El elenco cumplió en general, sin despertar mayor entusiasmo. A cargo del personaje protagónico, el tenor americano Matthew Polenzani se involucró en cuerpo y alma en la composición de su parte, retratando de modo magistral un mentalmente frágil infante español de atormentado, vehemente e introvertido carácter. Omnipresente en el escenario, su rendimiento vocal no decayó en ningún momento, destacando por una voz de rico lirismo, una homogénea línea de canto, una perfecta afinación y un canto siempre matizado y elegante. Merece agregarse, porque no es poco, su perfecta dicción de la lengua francesa. 

El barítono canadiense Étienne Dupuis encontró en la parte de Rodrigue, marquis de Posa, un parte ideal para su tesitura, ofreciendo un canto subyugante, de legato soñado y un fraseo sin mácula. En la escena se reveló como un actor entregado y absolutamente convincente.

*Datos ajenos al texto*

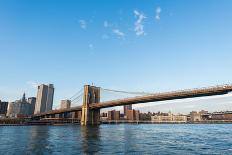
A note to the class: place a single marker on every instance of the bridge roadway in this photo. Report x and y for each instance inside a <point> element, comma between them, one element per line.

La muerte de Posa fue por lejos de los mejores momentos de la noche. 

John Relyea (Il Grand Inquisiteur) y Eric Owens (Philippe II) © Ken Howard

No convenció el bajo-barítono americano Eric Owens, quien concibió un rey Philippe II de canto monocorde, inexpresivo y carente de toda autoridad. Su aria ‘Elle ne m’aime pas’ resultó una batalla por no caer dormido. Tanto el bajo-barítono canadiense John Relyea, como el bajo inglés Matthew Rose resultaron impresionantes en sus caracterizaciones de Le Grand Inquisiteur y Un moine/Charles-Quint respectivamente. El primero luciendo una voz de gran caudal, de graves imponentes y de gran variedad de acentos; y el segundo, haciendo gala de una voz de graves profundos y cavernosos. 

De las voces femeninas, la soprano búlgara Sonya Yoncheva deslumbró a cargo de la parte de Élisabeth de Valois por la pureza de su voz, su timbre cristalino y la delicadeza de su canto. Celebradísimo, su ‘Toi qui sus le néant’ fue modélico por su variedad de colores y fraseo expresivo y elegante, que hizo olvidar una emisión un tanto escasa y graves discretos. Poseedora de un patrimonio vocal descomunal que no siempre logró controlar adecuadamente, la mezzosoprano americana Jamie Barton resultó una princesse Eboli impactante por amplitud, proyección y color vocal. Por su temperamento eruptivo, su canto impetuoso y sus agudos de acero, el aria ‘Ô don fatal’ resultó todo fuego y pasión, provocando el delirio del público. 

Proveniente del programa de jóvenes cantantes de la casa, la soprano Meigui Zhang compuso un solvente paje Thibault y el tenor Joo Won Kang un conde de Lerma bien plantado. Como la voz celestial (Une voix céleste), la ascendente soprano americana Amanda Woodbury dejó ganas de más canto. 

Al coro de la casa se le escuchó excelentemente preparado bajo la siempre eficiente dirección de Donald Palumbo. Desde el foso, el director canadiense Yannick Nézet-Seguin hizo una lectura impecable de una partitura que demostró conocer como la palma de su mano. Bajo su atenta dirección, la orquesta de la casa dispensó toneladas de matices, colores, tensión dramática, heroísmo, melancolía, grandilocuencia… todo en su punto y justa medida.